Around 1821 the writer Pierce Egan wrote a semi-autobiographical account of a visit to the Coach and Horses public house on Nightingale Lane (now called Thomas More Street) in East Smithfield. The story tells of three upper class friends who tiring of high society events decide to “see a bit of life at the East End of Town”. Egan compares the East Ends informal egalitarian nightlife favourably to the formality of the West End.

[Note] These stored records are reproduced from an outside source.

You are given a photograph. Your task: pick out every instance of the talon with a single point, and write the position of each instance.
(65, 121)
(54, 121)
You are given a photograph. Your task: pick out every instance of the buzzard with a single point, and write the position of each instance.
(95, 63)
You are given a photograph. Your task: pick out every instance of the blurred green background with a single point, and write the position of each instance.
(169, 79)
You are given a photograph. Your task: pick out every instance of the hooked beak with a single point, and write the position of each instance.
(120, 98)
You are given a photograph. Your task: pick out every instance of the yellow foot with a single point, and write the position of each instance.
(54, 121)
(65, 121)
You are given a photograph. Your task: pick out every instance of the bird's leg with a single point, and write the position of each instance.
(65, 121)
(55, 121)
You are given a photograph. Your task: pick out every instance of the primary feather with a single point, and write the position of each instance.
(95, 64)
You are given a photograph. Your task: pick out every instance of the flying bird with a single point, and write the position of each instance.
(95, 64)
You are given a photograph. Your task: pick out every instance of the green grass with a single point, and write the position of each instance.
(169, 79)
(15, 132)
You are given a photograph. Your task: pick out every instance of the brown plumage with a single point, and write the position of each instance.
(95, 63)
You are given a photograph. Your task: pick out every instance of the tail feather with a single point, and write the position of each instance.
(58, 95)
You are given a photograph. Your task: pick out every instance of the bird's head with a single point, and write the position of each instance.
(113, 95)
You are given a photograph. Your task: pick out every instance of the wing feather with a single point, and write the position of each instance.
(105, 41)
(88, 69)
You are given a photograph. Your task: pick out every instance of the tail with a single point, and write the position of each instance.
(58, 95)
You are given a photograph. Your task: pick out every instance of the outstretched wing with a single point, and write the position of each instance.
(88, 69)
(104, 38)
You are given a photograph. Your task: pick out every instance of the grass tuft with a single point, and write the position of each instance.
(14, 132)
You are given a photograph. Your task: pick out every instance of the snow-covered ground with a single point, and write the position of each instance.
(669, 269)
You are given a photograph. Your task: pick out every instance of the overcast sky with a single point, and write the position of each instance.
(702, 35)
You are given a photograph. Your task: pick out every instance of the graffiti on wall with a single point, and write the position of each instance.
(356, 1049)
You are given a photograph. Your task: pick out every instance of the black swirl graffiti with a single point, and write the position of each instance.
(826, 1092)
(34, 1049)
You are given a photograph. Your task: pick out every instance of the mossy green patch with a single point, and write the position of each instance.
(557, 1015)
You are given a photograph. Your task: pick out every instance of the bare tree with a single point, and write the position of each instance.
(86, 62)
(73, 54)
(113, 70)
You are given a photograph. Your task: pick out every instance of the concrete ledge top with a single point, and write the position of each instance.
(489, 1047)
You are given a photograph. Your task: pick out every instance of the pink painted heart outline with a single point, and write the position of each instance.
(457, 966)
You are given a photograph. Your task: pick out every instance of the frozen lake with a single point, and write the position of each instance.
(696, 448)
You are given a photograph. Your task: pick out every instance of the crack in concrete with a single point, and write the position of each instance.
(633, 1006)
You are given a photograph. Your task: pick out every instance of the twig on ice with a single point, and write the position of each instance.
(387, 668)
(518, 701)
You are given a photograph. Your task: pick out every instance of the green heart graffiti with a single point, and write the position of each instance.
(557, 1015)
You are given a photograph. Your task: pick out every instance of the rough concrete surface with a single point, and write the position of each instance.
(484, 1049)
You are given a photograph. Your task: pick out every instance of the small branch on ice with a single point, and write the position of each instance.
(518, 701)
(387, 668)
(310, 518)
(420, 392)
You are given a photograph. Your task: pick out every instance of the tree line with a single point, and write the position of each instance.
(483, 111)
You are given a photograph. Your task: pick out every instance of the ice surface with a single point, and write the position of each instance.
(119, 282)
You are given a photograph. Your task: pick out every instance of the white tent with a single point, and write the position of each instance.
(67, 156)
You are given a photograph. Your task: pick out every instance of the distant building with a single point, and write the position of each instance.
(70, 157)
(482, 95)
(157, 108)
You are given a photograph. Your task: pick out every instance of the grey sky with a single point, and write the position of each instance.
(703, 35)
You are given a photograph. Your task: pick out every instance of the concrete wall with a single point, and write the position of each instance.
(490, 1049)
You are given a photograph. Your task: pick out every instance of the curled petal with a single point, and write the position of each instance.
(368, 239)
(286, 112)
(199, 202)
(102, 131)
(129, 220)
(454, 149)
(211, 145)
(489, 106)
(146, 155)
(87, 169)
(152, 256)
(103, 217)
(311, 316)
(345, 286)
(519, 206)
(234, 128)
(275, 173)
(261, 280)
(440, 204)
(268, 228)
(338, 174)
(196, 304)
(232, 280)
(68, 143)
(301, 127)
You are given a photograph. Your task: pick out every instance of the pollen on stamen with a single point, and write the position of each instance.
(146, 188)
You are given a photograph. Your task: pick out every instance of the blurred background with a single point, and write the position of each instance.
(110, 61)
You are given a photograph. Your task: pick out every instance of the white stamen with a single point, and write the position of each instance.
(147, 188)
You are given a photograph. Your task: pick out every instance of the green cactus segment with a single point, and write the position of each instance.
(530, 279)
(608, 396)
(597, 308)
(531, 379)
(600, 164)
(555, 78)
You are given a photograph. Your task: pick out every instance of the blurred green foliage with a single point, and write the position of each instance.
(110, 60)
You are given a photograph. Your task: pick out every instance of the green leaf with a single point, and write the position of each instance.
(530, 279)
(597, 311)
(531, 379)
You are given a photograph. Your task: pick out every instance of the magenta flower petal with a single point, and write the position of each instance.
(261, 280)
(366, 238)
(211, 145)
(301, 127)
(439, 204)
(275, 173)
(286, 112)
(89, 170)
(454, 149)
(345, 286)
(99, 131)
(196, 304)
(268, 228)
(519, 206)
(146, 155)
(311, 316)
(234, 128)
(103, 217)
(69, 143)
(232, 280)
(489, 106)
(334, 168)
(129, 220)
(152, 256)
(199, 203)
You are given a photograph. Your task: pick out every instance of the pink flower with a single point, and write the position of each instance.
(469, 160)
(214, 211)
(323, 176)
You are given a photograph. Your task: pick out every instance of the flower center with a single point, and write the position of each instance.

every cove that put in his appearance was quite welcome, colour or country considered no obstacle...the group motley indeed; Lascars, blacks, jack tars, coalheavers, dustmen, women of colour, old and young, and a sprinkling of the remnants of once fine girls, &c. were all jigging together
— Pierce Egan, The True History of Tom & Jerry:
or, Life in London (1821)

===Poverty and philanthropy===
In 1844, "An Association for promoting Cleanliness among the Poor" was established, and they built a bath-house and laundry in Glasshouse Yard. This cost a single penny for bathing or washing, and by June 1847 was receiving 4,284 people a year. This led to an act of Parliament to encourage other municipalities to build their own, and the model spread quickly throughout the East End. Timbs noted that "... so strong was the love of cleanliness thus encouraged that women often toiled to wash their own and their children's clothing, who had been compelled to sell their hair to purchase food to satisfy the cravings of hunger".

===Economic Activity===
A Pentecost fair was granted in the district in 1229. The Royal Mint moved from the Tower of London, to a site at the end of East Smithfield in 1809. Today, this building, by Robert Smirke and its gatehouse are all that remain; the rest being swept away by continual expansion, until in November 1975, the London Mint was closed and production transferred to Wales. The site is intended to become the new Chinese Embassy.

In 1828, the entirety of Katharine's district, as well as southern East Smithfield were swept away to allow the construction of St Katharine Docks. Around 11,000 people were evicted and had to find new homes.

==Notable people==
- Edmund Spenser, poet, born in East Smithfield around 1552.

==See also==
- Smithfield, London - Sometimes referred to as West Smithfield

==Transport==
The nearest Docklands Light Railway station is Tower Gateway.

The nearest London Underground station is Tower Hill on the District and Circle lines.